Encaminhamentos concretos
Ao final, o grupo listou os principais encaminhamentos: levantamento de projetos de lei existentes e parados; proposta de nova lei para garantir passe livre às pessoas vivendo com HIV; pedido de audiência pública para debater os espaços de prevenção durante eventos públicos como Paradas e Marchas; convite à Coordenadoria de ISTs/HIV/Aids do município para dialogar com o GT; fortalecimento das ações de saúde mental nos serviços especializados; criação de estratégias para garantir acesso à prevenção fora do centro e em horários alternativos; propostas de educação sexual nas escolas e enfrentamento à censura em materiais educativos. Além disso, o grupo pretende investigar e divulgar serviços que existem, mas estão subutilizados por falta de comunicação.

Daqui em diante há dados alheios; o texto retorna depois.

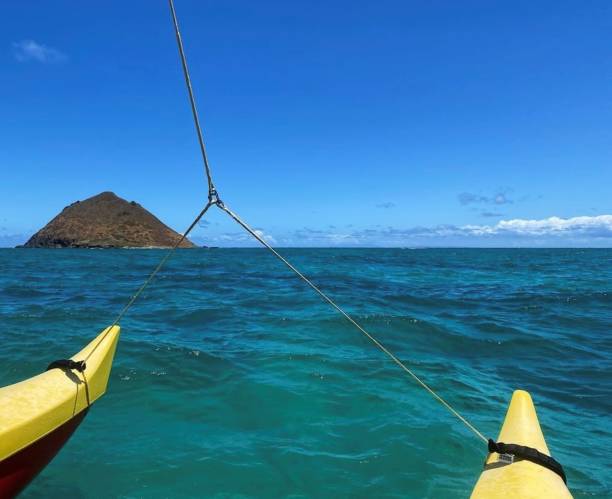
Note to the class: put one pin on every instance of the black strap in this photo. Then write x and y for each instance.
(77, 365)
(529, 454)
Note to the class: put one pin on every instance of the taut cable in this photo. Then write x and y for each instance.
(214, 199)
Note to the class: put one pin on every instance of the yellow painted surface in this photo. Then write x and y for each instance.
(521, 479)
(32, 408)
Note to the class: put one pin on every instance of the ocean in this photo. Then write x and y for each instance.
(233, 379)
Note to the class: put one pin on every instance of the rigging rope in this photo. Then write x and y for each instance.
(212, 193)
(214, 199)
(147, 281)
(353, 322)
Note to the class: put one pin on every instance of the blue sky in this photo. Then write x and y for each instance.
(389, 123)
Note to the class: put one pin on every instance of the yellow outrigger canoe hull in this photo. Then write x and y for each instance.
(38, 415)
(520, 479)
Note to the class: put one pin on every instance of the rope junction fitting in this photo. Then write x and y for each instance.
(214, 200)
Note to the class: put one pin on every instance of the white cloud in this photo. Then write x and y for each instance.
(583, 231)
(598, 226)
(266, 237)
(29, 50)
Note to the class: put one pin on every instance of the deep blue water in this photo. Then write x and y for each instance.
(233, 379)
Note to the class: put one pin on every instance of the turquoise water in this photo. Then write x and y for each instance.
(232, 379)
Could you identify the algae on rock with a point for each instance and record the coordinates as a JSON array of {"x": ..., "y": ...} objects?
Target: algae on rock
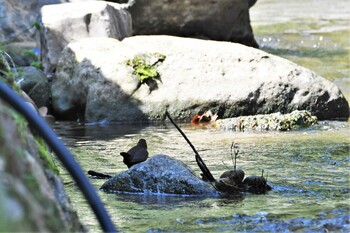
[
  {"x": 275, "y": 121},
  {"x": 144, "y": 66}
]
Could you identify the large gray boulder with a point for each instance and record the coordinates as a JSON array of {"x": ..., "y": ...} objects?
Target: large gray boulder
[
  {"x": 34, "y": 82},
  {"x": 160, "y": 174},
  {"x": 100, "y": 80},
  {"x": 68, "y": 22},
  {"x": 17, "y": 18},
  {"x": 226, "y": 20}
]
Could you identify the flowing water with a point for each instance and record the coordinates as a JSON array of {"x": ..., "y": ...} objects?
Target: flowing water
[{"x": 308, "y": 169}]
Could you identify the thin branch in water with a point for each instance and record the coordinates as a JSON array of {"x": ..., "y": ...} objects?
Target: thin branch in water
[
  {"x": 227, "y": 167},
  {"x": 234, "y": 154},
  {"x": 199, "y": 160}
]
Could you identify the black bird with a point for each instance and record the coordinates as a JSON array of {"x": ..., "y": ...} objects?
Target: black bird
[{"x": 136, "y": 154}]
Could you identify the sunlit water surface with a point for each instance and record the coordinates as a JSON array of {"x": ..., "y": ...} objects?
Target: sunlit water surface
[{"x": 308, "y": 169}]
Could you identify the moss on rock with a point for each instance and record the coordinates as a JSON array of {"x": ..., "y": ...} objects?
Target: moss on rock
[
  {"x": 145, "y": 66},
  {"x": 276, "y": 121}
]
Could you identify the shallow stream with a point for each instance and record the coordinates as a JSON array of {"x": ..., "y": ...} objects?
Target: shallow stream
[{"x": 308, "y": 169}]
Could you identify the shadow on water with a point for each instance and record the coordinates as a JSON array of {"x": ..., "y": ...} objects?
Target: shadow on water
[{"x": 308, "y": 170}]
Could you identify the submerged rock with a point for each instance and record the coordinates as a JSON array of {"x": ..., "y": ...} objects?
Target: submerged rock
[{"x": 160, "y": 174}]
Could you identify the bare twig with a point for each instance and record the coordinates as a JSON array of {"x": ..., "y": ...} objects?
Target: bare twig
[{"x": 199, "y": 160}]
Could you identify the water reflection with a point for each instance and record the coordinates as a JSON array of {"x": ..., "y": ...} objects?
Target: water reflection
[{"x": 308, "y": 170}]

O GT se comprometeu a funcionar de forma permanente, com reuniões a cada dois meses, construindo coletivamente um plano de trabalho. A proposta é clara: usar o poder legislativo para pressionar, visibilizar e transformar. Como lembrou um dos participantes, “não adianta só ter remédio se a pessoa não tem onde guardar, não tem o que comer, não tem com quem conversar”. A criação do Grupo de Trabalho ISTs/Aids + Saúde aponta para um caminho que entende que viver com dignidade não é só sobreviver, é acessar todos os direitos que garantem uma vida plena. A próxima reunião está prevista para acontecer dentro de dois meses, e as articulações seguem abertas para a luta por uma saúde pública laica, integral e antidiscriminatória.